L’humour c’est sérieux


Comédie romantique, musicale, horrifique, absurde, nanar, satire… Peu importe le style, une blague a toujours la même structure. Il y a une phase de préparation qui vise à créer des attentes chez son auditoire. Puis vient la chute, qui doit être en décalage avec les prévisions mentales du spectateur. C’est cette incongruité qui est à l’origine du rire.


Un décalage qui dépend d’abord du contexte de visionnage d’un film. Au regard de nos normes sociales, morales ou esthétiques, rira ou ne rira pas. Ainsi, le film comique joue souvent avec les références culturelles et cinématographiques communes, pastichant les codes de films cultes. On rigole d’autant plus devant Scary Movie que Scream, normalement effrayant, nous est familier. Il joue aussi avec les normes sociales, mettant en scène des personnages à la limite de ce qu’il est convenable de faire en société. Comme les immoraux Marx Brothers ou le décalé Monsieur Hulot. Pour la même raison, il est plus difficile pour des non-francophones de rire devant OSS 117, tant les références sont franco-françaises.


Ce sont aussi les qualités intrinsèques du film qui font naître en nous un bidonnage en règle. Les films comiques ont leur propre grammaire. Plans fixes, hors-champ, profondeur de champ permettant d’habiller l’espace de gags secondaires (comme dans les films Top Secret ou Y’a-t-il un pilote dans l’avion des ZAZ, pour Zucker-Abrahams-Zucker), donnent une vraie place au spectateur : il est actif. C’est encore cette tendance au masochisme bénin, véritable loi de Murphy faisant flirter les protagonistes avec la mort, qui nous pousse à rire avec le film. À l’image du récent Sick of Myself de Kristoffer Borgli qui offre une catharsis à nos frustrations pulsionnelles.

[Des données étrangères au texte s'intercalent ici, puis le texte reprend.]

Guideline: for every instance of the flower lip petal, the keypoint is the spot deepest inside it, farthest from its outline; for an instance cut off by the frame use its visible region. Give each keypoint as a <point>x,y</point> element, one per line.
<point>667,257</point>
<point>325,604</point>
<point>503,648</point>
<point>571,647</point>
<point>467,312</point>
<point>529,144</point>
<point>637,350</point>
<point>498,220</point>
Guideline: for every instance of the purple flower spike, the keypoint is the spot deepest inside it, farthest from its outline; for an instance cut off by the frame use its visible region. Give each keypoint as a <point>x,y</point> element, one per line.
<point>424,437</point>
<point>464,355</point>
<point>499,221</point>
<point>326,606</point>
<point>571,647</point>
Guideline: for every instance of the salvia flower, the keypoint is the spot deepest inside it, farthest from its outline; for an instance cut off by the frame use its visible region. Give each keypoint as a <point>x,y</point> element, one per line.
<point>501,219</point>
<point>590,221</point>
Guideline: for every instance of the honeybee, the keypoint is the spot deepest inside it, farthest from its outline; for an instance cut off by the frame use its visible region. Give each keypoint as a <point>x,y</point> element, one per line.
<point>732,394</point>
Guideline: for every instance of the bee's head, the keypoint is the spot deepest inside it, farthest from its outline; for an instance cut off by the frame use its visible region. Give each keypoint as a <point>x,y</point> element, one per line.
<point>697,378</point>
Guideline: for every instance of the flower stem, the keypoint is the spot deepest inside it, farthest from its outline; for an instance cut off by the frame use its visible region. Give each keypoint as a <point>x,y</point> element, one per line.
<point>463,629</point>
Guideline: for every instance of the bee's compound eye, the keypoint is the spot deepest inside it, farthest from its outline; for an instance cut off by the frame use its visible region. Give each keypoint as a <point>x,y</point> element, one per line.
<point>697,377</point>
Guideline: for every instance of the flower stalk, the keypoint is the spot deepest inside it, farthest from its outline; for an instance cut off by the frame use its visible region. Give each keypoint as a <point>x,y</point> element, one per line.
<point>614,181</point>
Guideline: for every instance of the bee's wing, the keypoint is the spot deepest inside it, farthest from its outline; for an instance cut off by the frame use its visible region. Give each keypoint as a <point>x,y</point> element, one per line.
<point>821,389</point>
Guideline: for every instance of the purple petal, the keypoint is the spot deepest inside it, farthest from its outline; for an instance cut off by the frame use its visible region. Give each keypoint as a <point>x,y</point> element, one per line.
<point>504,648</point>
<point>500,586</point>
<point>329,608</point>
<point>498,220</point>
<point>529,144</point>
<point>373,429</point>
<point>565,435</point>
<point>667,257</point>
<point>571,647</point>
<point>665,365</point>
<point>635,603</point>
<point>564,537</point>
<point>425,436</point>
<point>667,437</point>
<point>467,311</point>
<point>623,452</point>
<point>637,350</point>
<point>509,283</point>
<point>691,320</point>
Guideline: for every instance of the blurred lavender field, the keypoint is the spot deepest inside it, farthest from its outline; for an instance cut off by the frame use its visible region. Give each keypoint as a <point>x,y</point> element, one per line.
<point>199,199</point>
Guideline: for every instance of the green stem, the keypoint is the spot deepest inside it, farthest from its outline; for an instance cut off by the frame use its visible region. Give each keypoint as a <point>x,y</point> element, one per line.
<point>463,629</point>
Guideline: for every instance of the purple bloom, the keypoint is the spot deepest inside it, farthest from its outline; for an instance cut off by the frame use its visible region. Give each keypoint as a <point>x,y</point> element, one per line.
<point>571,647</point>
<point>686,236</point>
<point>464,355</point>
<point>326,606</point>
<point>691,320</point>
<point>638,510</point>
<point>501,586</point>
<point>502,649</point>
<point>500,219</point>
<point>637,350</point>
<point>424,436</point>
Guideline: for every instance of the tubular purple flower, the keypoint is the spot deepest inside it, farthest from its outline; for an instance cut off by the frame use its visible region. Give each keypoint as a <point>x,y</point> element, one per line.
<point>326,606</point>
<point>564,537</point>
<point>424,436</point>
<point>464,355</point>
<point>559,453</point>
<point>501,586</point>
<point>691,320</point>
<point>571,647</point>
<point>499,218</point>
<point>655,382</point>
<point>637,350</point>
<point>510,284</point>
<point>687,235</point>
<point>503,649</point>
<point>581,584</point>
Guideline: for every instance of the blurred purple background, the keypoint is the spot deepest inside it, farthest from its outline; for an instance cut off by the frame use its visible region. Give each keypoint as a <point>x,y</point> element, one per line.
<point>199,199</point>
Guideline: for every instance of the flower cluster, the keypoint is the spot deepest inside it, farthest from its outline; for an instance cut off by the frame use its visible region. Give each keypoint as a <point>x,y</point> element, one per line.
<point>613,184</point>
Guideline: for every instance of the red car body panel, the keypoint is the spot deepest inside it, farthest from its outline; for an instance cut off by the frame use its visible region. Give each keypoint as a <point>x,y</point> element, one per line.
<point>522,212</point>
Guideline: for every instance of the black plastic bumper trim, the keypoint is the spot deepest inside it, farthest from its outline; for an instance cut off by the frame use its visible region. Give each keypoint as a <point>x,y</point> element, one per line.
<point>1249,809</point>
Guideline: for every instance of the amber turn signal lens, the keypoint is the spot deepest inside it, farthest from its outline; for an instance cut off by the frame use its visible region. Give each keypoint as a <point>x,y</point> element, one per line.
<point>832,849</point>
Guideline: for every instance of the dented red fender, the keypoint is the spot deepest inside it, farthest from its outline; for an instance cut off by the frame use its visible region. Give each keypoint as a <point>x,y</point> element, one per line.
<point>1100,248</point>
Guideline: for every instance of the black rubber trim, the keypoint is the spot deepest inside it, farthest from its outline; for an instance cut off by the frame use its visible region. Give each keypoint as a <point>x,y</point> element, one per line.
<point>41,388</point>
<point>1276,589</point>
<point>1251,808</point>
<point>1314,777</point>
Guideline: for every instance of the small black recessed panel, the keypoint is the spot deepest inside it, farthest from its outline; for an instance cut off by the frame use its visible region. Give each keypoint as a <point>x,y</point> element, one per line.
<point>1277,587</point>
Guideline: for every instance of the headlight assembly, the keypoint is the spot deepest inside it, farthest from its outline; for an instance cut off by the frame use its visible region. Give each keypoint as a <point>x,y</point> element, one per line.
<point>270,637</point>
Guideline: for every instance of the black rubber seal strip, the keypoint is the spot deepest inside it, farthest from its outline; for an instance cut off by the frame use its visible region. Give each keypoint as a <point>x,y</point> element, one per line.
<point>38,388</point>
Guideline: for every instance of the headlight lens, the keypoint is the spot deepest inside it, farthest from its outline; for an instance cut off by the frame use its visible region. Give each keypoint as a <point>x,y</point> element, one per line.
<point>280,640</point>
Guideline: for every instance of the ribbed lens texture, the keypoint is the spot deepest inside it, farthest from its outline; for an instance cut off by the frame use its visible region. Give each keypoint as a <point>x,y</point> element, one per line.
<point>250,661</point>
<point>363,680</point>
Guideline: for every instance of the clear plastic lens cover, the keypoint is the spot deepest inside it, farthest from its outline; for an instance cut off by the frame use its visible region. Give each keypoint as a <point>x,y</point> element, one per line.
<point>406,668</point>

Rire AVEC le film : une expérience collective ou solitaire ?


Lorsqu’une comédie remplit son contrat, son intention de susciter le rire corrobore ses effets : des gloussements qui font grincer les strapontins d’une salle de cinéma. Mais rire AVEC le film doit valoir la peine, car cela nous rend vulnérable, nous pousse sous les projecteurs à la merci du jugement des autres.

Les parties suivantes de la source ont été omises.